Here's the picture again, with close-ups below indicated by number ... easy enough, yes? ...
1: As You Travel, Ask Us!

We all know the (disappearing) Torch And Oval logo which identified Amoco gas stations for decades.  Here is an example of the FIRST incarnation of T&O, dating back to the late 1940s.  The cherry on this sundae is the acrylic torch atop the sign.

Amoco (American Oil Company) originally used a red and black oval for its signage .... then in the early 1960s the company was bought by Standard Oil of Indiana (one of many Standard Oils created with the breakup of the old Rockefeller trust in 1911), which used the Torch And Oval badge for its stations.  Amoco's logo was reworked into the T&O, and its marketing name changed (as shown here) to American

The name would revert back to Amoco in the early '70s. 

2:  Before this parcel lost the mayoral election to a guy named McCheese.

If you look really hard in this picture, you might see what looks like clown, lurking around the property and thinking to himself, "This would be a wonderful place to build a playground." 

A Texaco station would build on this corner later in the '60s, and of course nearby would be the famous McDonald's.

3: Well, I de-'Clair

What a beautiful street sign!  By the early-ish'70s, these bronze style street markers were all replaced by the now-common reflective green ones.  Today, they mostly hang from traffic light cables.


The logo speaks for itself.  Don't know much about the 'cue, though; my aunt (who lived - and still lives - about a mile or so from this intersection) offered this: "It was owned by a Mr. Cooper who also owned a lot of land in the area. He died a long  time ago. It was a small operation and a lot of people just hung out there. Kind of a BBQ/Beer joint as I best remember."

Evidently, Cooper's Barbecue was not one of the more enduring BBQ places in the Magic City. 

5: Lee's Standard Station
These potbellied Standard Oil signs used to be a common sight in this part of the country.  This was Standard Oil of Kentucky (KYSO) .... and in the '60s KYSO was bought by a very prominent current-day oil company.  Those "young whippersnappers" who may not remember Standard Oil certainly know its name today.  See if you can find a familiar logo buried in a couple of these close-ups below:
Fill 'er up!  29.9 cents a gallon, and all the Green Stamps you can hold in your left hand.

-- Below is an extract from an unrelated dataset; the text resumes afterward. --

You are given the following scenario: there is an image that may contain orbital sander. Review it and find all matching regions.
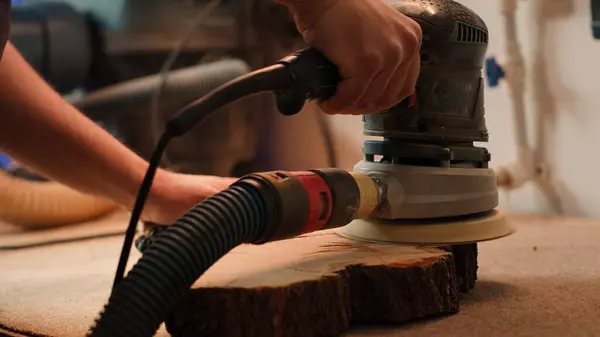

This shows the Standard Oil awnings as they looked in the mid '60s.

Remember when most gas stations gave out trading stamps?  Or had "match-the-sides-of-the-car-and-win" type games.  Or a free towel set.  ANYTHING to get you to their pumps, and not the competition's. 

Another of the old-style street signs can be seen here, too.

Road service with a smile...

Lee's Standard Station, like most others, had their own truck and wrecker.  They were called SERVICE stations for a reason!  Cokes were in the machine out front; you didn't have Mr. Patel running a convenience store inside.  These gas stations were staffed and run by folks who knew cars! 

Enco's slogan was "Happy Motoring!" .... Shell used "Service is Our Business" ... and Standard claimed to "take better care of your car." 

Say, young'uns ... anything here look familiar?  :-)


And now you know ....... this was the beginning of a transitional period, getting people used to the name CHEVRON.  In 1970, the current-day Chevron insignia made its debut, and by the mid to late '70s, nearly all Standard stations had been converted to the Chevron brand.